I brewed a milk stout (Left Hand clone) a month ago and it developed a minor lacto infection. At first I was concerned that maybe my lambic solera is bleeding lacto, pedio and brett into the house and it got in the air or seeped through the plastic of the bucket fermenter the milk stout was in. Then I realized that was highly unlikely to be the case since the milk stout has been on a different floor of the house and was thoroughly sanitized prior to filling. I have since tasted it and it is wonderful without any noticeable lacto qualities.

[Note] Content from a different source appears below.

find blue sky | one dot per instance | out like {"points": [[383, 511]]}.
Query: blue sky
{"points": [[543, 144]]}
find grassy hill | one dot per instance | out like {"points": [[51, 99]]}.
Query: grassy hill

Then I made the mistake of pitching a smoked porter onto the cake from the milk stout. That definitely got a worse infection. Rather than the floating white chips it got a full on pellicle. It was kind of gray. Really weird looking. I bottled the smoked porter tonight and the taste I had of it didn't taste very sour. I guess we'll see how it goes in the bottle.
I've noticed from pellicle and infection threads on homebrewtalk.com that there are often lacto infections in dark beers but less so on lighter beers. I'm not sure if part of the cause is that more lighter beers tend to be either higher in alcohol or higher in IBUs, both of which will inhibit lacto growth. My belief is that dark beers tend to have unfermentable sugars and/or some other quality that permits lacto to grow even though the IBUs are too high and the alcohol content should inhibit growth. I've yet to read anything in my research that suggests why lacto enjoys the dark beers. My only hope is that I have sufficiently sanitized my equipment to kill off the infections.
It's probably a good time to spray down my fermentation area with lysol just to be sure I haven't created a breeding ground for lacto infections.